Gray Mateo, Trinity Luke, Stege Ulrike, Ponty Yann, Will Sebastian, Jabbari Hosna
Department of Biomedical Engineering, University of Alberta, Edmonton, Alberta T6G 1H9, Canada.
Department of Computer Science, University of Victoria, Victoria, British Columbia V8P 5C2, Canada.
Bioinformatics. 2024 Dec 26;41(1). doi: 10.1093/bioinformatics/btae748.
Biologically relevant RNA secondary structures are routinely predicted by efficient dynamic programming algorithms that minimize their free energy. Starting from such algorithms, one can devise partition function algorithms, which enable stochastic perspectives on RNA structure ensembles. As the most prominent example, McCaskill's partition function algorithm is derived from pseudoknot-free energy minimization. While this algorithm became hugely successful for the analysis of pseudoknot-free RNA structure ensembles, as of yet there exists only one pseudoknotted partition function implementation, which covers only simple pseudoknots and comes with a borderline-prohibitive complexity of O(n5) in the RNA length n.
Here, we develop a partition function algorithm corresponding to the hierarchical pseudoknot prediction of HFold, which performs exact optimization in a realistic pseudoknot energy model. In consequence, our algorithm CParty carries over HFold's advantages over classical pseudoknot prediction in characterizing the Boltzmann ensemble at equilibrium. Given an RNA sequence S and a pseudoknot-free structure G, CParty computes the partition function over all possibly pseudoknotted density-2 structures G∪G' of S that extend the fixed G by a disjoint pseudoknot-free structure G'. Thus, CParty follows the common hypothesis of hierarchical pseudoknot formation, where pseudoknots form as tertiary contacts only after a first pseudoknot-free "core" G and we call the computed partition function hierarchically constrained (by G). Like HFold, the dynamic programming algorithm CParty is very efficient, achieving the low complexity of the pseudoknot-free algorithm, i.e. cubic time and quadratic space. Finally, by computing pseudoknotted ensemble energies, we unveil kinetics features of a therapeutic target in SARS-CoV-2.
CParty is available at https://github.com/HosnaJabbari/CParty.

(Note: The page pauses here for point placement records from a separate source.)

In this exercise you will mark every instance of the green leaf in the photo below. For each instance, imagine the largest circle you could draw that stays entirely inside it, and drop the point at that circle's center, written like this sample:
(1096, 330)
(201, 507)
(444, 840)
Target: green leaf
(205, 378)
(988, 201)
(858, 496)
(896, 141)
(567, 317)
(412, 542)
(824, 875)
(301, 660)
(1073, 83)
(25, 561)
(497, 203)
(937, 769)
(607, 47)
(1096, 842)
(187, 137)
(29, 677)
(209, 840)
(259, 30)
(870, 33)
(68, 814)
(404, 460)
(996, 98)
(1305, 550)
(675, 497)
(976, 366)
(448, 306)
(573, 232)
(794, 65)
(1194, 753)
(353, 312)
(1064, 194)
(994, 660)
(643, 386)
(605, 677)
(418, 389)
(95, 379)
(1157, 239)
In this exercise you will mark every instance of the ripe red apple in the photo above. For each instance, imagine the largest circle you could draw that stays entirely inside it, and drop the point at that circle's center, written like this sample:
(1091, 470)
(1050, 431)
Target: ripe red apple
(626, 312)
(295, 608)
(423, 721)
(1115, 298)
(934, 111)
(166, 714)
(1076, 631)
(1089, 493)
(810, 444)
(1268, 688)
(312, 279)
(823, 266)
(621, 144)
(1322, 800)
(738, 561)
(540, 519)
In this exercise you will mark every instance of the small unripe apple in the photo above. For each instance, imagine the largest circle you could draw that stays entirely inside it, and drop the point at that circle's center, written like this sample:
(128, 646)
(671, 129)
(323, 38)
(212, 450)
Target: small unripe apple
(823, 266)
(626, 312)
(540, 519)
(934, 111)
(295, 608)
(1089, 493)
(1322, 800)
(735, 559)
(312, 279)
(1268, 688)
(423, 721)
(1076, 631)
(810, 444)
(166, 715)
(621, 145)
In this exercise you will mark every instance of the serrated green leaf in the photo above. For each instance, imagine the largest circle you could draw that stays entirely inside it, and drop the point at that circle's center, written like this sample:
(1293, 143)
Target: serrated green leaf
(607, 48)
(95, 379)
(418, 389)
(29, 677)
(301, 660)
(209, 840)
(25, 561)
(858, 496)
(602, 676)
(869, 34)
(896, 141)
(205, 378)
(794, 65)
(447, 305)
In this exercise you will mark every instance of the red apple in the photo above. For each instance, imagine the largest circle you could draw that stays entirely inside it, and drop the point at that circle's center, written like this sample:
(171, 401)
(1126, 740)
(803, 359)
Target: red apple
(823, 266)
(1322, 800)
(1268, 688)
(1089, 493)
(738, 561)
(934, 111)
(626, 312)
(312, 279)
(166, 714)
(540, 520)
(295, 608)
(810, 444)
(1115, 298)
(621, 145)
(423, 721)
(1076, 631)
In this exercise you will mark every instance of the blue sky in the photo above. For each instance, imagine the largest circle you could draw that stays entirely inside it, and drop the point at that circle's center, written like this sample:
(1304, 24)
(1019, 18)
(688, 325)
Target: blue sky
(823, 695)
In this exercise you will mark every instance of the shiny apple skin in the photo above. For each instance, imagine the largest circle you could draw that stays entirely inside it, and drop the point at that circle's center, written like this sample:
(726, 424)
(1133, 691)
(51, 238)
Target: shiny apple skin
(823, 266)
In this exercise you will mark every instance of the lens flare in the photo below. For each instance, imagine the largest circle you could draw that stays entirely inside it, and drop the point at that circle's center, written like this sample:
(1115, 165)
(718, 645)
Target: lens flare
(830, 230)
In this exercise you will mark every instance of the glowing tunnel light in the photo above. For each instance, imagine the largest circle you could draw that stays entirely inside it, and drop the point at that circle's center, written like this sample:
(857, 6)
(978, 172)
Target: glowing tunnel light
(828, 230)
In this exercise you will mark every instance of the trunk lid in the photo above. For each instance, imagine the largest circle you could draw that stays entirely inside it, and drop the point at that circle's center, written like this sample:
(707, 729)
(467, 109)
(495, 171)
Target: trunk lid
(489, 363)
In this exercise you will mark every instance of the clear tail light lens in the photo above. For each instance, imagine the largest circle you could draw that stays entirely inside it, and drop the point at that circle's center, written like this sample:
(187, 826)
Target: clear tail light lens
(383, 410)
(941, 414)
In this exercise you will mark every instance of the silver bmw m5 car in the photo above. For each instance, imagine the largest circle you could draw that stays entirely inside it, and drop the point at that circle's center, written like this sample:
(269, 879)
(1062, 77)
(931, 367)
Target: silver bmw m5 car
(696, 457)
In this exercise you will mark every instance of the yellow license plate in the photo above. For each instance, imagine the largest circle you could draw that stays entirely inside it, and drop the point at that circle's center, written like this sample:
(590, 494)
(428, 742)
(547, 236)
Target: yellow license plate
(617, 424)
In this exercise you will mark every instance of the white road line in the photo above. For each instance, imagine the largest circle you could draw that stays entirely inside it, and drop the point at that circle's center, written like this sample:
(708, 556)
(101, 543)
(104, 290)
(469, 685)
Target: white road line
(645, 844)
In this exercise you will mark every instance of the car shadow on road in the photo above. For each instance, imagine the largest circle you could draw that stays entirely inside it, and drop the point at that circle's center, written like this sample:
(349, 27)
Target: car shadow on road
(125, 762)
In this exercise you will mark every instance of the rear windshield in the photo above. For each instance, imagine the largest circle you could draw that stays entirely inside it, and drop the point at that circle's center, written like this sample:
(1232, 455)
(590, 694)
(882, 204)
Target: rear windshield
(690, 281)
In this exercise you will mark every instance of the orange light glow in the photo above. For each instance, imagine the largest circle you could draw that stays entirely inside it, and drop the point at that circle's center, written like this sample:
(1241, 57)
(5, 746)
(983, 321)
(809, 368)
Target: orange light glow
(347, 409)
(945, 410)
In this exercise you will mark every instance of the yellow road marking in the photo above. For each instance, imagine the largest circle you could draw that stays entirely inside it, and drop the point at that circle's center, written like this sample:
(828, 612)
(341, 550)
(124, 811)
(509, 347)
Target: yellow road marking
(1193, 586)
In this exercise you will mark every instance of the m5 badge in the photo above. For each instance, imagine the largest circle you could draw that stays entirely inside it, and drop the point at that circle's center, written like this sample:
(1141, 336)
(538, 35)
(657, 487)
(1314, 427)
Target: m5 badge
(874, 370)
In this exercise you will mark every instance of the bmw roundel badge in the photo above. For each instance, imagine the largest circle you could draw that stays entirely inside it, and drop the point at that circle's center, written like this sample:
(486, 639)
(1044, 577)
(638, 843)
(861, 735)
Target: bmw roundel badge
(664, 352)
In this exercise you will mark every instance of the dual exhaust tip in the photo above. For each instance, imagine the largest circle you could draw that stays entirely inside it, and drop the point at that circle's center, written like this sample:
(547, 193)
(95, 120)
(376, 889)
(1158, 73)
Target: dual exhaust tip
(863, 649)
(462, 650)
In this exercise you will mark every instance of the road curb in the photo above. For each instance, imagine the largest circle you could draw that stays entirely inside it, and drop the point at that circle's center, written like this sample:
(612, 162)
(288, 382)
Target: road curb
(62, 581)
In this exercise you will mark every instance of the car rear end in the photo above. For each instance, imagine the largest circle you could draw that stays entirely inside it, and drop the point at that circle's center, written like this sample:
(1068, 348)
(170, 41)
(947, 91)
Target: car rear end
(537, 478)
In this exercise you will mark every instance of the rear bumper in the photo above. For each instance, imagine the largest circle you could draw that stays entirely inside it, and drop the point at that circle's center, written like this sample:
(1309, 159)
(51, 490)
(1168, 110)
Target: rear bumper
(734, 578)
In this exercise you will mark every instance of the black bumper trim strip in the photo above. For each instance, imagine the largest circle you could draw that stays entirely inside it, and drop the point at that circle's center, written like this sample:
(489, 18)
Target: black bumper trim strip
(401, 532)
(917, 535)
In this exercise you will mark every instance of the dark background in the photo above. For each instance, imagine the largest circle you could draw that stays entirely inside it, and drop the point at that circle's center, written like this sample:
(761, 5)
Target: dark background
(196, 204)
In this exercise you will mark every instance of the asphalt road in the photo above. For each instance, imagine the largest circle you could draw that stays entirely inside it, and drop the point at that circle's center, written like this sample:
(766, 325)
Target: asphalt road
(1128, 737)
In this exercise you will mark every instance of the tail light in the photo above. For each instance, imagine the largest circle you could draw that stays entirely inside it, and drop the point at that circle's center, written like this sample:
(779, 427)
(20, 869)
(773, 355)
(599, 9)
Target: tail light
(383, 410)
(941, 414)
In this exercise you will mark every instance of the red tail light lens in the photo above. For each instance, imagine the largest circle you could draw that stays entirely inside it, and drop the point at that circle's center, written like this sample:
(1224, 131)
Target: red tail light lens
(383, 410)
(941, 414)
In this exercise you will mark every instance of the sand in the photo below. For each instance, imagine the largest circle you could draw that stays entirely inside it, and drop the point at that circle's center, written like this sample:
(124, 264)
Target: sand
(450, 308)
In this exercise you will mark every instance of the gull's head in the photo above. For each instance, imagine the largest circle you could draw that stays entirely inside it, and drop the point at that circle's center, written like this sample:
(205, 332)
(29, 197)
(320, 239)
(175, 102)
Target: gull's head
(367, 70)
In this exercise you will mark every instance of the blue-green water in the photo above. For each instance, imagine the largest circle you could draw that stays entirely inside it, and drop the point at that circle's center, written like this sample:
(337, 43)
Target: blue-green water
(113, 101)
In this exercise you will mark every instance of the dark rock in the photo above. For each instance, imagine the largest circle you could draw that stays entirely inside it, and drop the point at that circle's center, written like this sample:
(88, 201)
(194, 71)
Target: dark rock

生物学上相关的RNA二级结构通常由高效的动态规划算法预测,这些算法将其自由能最小化。从这类算法出发,可以设计出配分函数算法,从而能够从随机角度看待RNA结构集合。最突出的例子是,麦卡斯基尔的配分函数算法源自无假结自由能最小化。虽然该算法在分析无假结RNA结构集合方面取得了巨大成功,但截至目前,只有一种假结配分函数实现,它仅涵盖简单假结,并且在RNA长度n上具有高达O(n5)的复杂度,几乎令人望而却步。
在此,我们开发了一种与HFold的分层假结预测相对应的配分函数算法,该算法在实际的假结能量模型中进行精确优化。因此,我们的CParty算法继承了HFold在表征平衡态玻尔兹曼集合方面相对于经典假结预测的优势。给定一个RNA序列S和一个无假结结构G,CParty会计算S的所有可能的假结密度为2的结构G∪G'上的配分函数,其中G'是一个与G不相交的无假结结构,用于扩展固定的G。因此,CParty遵循分层假结形成的常见假设,即假结仅在第一个无假结的“核心”G形成之后才作为三级接触形成,我们将计算出的配分函数称为(由G)分层约束的。与HFold一样,动态规划算法CParty非常高效,实现了无假结算法的低复杂度,即立方时间和二次空间。最后,通过计算假结集合能量,我们揭示了SARS-CoV-2中一个治疗靶点的动力学特征。